Knowledge is the learning genome, the reference architecture of facts, codes, symbols, instructions that we and machines are both capable of archiving. Knowledge is insufficient for intelligence. Knowledge is just stored and codified data, it can't be intelligent until it is manipulated, mutated, coagulated and utilized as action.
We can't do an inventory of every single thing we know or possess in our data base when we need to take action. Trial and error is the author of intelligence: “Ouch, that trial hurt…that didn't work…it caused me grief…pain. On the flip side, this trial produced a positive experience, outcome, feeling, one I would like to replicate.
Learning requires the mutation of applied stored knowledge variants, as a trial action, then as an actual consequence. Tacit intelligence accumulates when it becomes automatic to consistently replicate behaviors, achieving predictable results within a negligible range of variation, reinforcing a decision to elect one alternative to no alternative from a host of competing options.
AI and the Culture of Fail Fast
Before we can embrace AI we need to acknowledge that learning is messy, sloppy, sometimes inefficient, painful, boring, inconvenient, tedious, expensive, time consuming and maybe even dangerous.
But mechanical and biological learning systems all learn by failing as an antecedent to continuous improvement. Continuous improvement leads to exceptionalism. Intelligence is knowing how to produce exceptional results.
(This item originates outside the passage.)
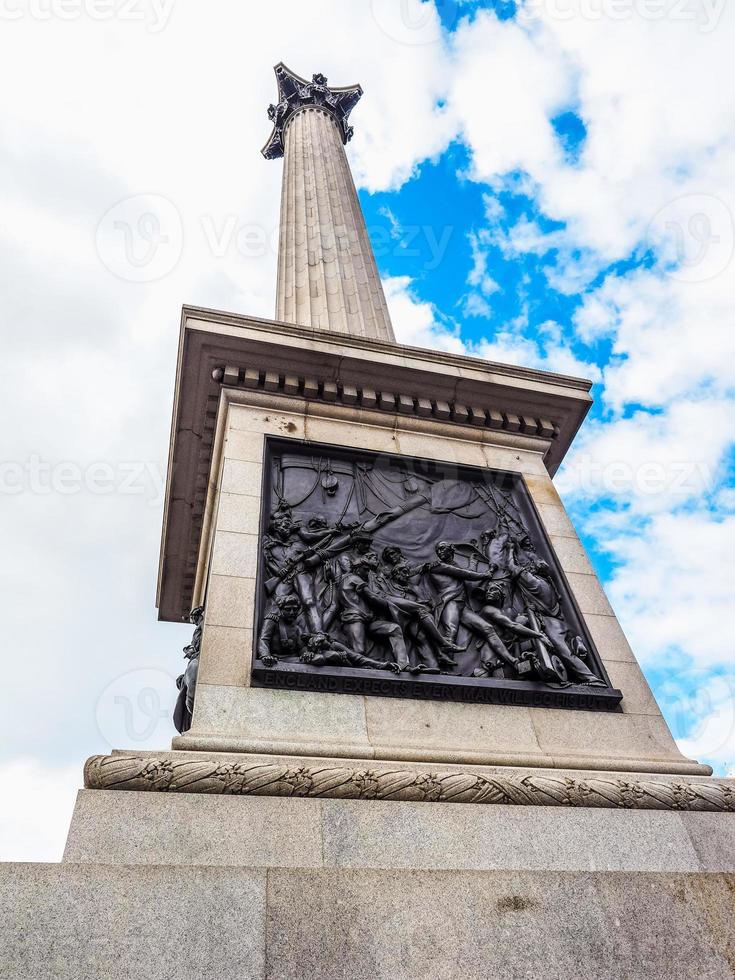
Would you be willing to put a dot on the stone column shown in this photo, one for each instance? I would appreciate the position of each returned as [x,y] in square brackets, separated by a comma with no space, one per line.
[327,276]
Here are five pre-requisites for any organization that has a mission to deploy AI Machine Learning across their enterprise for the sake of quality, productivity or distinguished service. The following must first be true, or the organization could lose its’ conviction and or commitment:
1. Failure must be rewarded, expected and celebrated within the organization.
2. The opportunity to experiment, try, simulate, prove ideas must be a daily norm.
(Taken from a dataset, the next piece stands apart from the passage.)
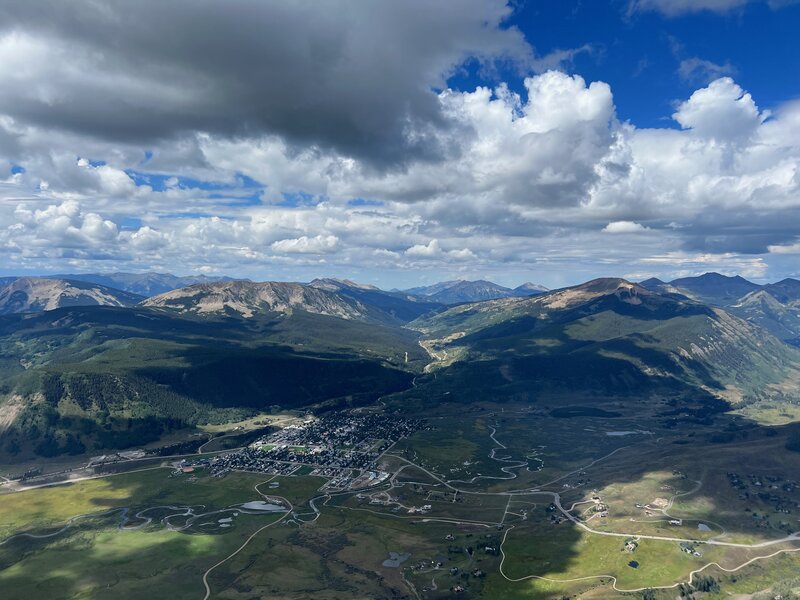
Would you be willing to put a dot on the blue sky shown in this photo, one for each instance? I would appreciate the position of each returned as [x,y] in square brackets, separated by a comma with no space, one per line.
[401,143]
[640,54]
3. Knowledge, therefore data, must exist in organized, archived abundance.
4. Data must be readily accessible to everyone at every level of the organization.
5. Budgets have to appropriate funding for innovation and experimentation equivalent to allocations for risk management and process control.
There is nothing artificial about intelligence. It is learned responsiveness to a reinforced best action decision, creating coded instructions for reproduction and replication. Failure is the developer of that code.
Henry, thanks for sharing!
This is great, Henry. Thanks for sharing!
I am reading a book called Gene that traces the historicity of genetics, good and bad, what is most amazing is how scientists 1865-1920 without modern equipment deduced the genome from math and experimentation with peas and fruit flies.
Well put Henry. We need more content like this from you. Gradual or Punctuated...evolution happens. Companies must give room for the risks inherent with pursuing the latter with intention, as the former is inevitable. Proper organizational structure and guidance is an imperative to allowing this to happen -- Moore discusses this in-depth / with potential solutions in his book 'Zone to Win'.
Well done, thoughtful piece. Valuable to reinforce the need for failure to feed learning. This is often overlooked, exposing the general lack of innovative patience in most organizations.